ジャケットいっぱいに広がる満開の桜と、向かって左上にデザインされた「東京」の文字──
1996年にリリースされたサニーデイ・サービスのセカンド・アルバム『東京』は、ファースト・アルバム『若者たち』で注目を集めはじめていた彼らへの評価を決定的にした作品として知られている。サニーデイ・サービスというバンドの代表作であり、リリースから10年が経ったいまも、フェイバリットに挙げる音楽ファンは多い。
10月6日にリリースされる曽我部恵一の『東京コンサート』は、その『東京』の全曲を、歌とアコースティック・ギターだけで再演したライヴ・アルバムだ。それは、“10年目の『東京』”であり、“新しい『東京』”であり、“たったいまの『東京』”でもある。『東京』を聴いたことがなくても、曽我部恵一の新作として楽しめる作品である一方、『東京』を愛してやまないという人、特にリアル・タイムで聴いていた人にとっては、さまざまな感情が、めくるめく光景が、まるで波のように押し寄せてくるであろう作品だ。
いやあ、『東京』というアルバムを自分が好きなのはわかっていたが、ここまで好きだとは思わなかった。ここまで傑作だとは思わなかった。
曽我部恵一の住んでいた明大前も、コンサートが行われた下高井戸も、自分が知っている街だからということはあるかもしれない。
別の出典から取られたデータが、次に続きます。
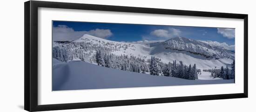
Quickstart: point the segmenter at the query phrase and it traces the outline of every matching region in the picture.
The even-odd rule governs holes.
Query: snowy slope
[[[53,69],[53,91],[234,83],[234,79],[192,80],[156,76],[82,61],[54,64],[55,66]]]
[[[95,63],[93,60],[84,60],[82,57],[93,58],[95,49],[98,48],[108,51],[116,55],[127,55],[134,56],[141,59],[150,59],[155,56],[161,59],[164,63],[168,63],[173,60],[182,61],[185,65],[195,64],[197,68],[212,69],[220,68],[222,66],[229,66],[234,59],[235,53],[223,48],[208,44],[202,41],[198,41],[183,37],[172,38],[165,41],[157,42],[147,44],[130,43],[114,41],[98,38],[89,34],[84,34],[78,40],[70,43],[54,43],[54,47],[69,45],[64,47],[63,53],[68,52],[72,56],[68,61],[83,60],[85,62]],[[97,47],[97,46],[100,46]],[[87,48],[84,47],[94,48]],[[109,50],[110,49],[110,50]],[[67,50],[67,51],[66,51]],[[78,50],[81,53],[78,54]],[[76,51],[76,53],[74,51]],[[208,72],[203,72],[198,75],[199,79],[212,79]]]
[[[145,59],[154,56],[165,63],[176,60],[182,61],[186,65],[196,64],[197,67],[201,69],[229,65],[235,56],[235,53],[229,51],[183,37],[144,45],[113,41],[86,34],[73,42],[90,42],[106,47],[119,48],[112,52],[115,55],[126,54]],[[111,44],[106,45],[107,43]]]

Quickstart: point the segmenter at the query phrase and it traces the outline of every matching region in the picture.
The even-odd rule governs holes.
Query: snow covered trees
[[[233,60],[233,63],[231,64],[231,71],[230,77],[231,79],[235,79],[235,59]]]
[[[149,71],[151,75],[159,75],[159,71],[155,57],[151,56]]]
[[[103,54],[100,50],[96,52],[96,62],[98,65],[105,66],[105,61],[103,59]]]
[[[53,58],[65,62],[81,60],[106,67],[153,75],[197,79],[195,64],[186,66],[182,61],[177,63],[176,60],[165,63],[161,59],[155,57],[145,60],[132,55],[115,55],[112,53],[121,48],[127,49],[132,45],[116,46],[109,42],[103,44],[105,46],[90,42],[59,43],[53,47]]]
[[[221,69],[214,68],[203,70],[204,72],[211,72],[211,76],[213,78],[220,78],[223,79],[235,79],[235,60],[231,65],[231,69],[228,67],[228,65],[224,68],[223,66]]]

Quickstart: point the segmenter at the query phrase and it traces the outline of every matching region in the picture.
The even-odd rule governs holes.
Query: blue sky
[[[59,21],[53,24],[54,40],[74,40],[88,33],[117,41],[162,41],[181,36],[235,44],[235,29],[230,28]]]

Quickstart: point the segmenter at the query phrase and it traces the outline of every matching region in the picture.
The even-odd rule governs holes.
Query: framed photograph
[[[25,109],[247,98],[248,25],[244,14],[26,2]]]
「街」には、そこに住むひとがいて、皆がいろいろなことを考えながら生活している。
『東京コンサート』を聴きながら、そういう人たちのイメージが零れてくるようだった。
(ここから急にオリジナル・ラヴの話)
はっきり言えば、オリジナル・ラヴのアルバムには薄い「生活感」*1が、曽我部恵一の音楽には満ち溢れている。
そして、その生活感を(自分に不足するものだと気づいて)手に入れようとした田島貴男が、「生活感テーマパーク」を作ってしまったのが、『街男 街女』なのではないか。上の田島自身の言葉をもう一度引用すれば「今日においてある意味で非現実的な・日本(異国っぽさ)・を意識した方」に何故か向かってしまったのだ。ここでhiroharuさんのところから引用。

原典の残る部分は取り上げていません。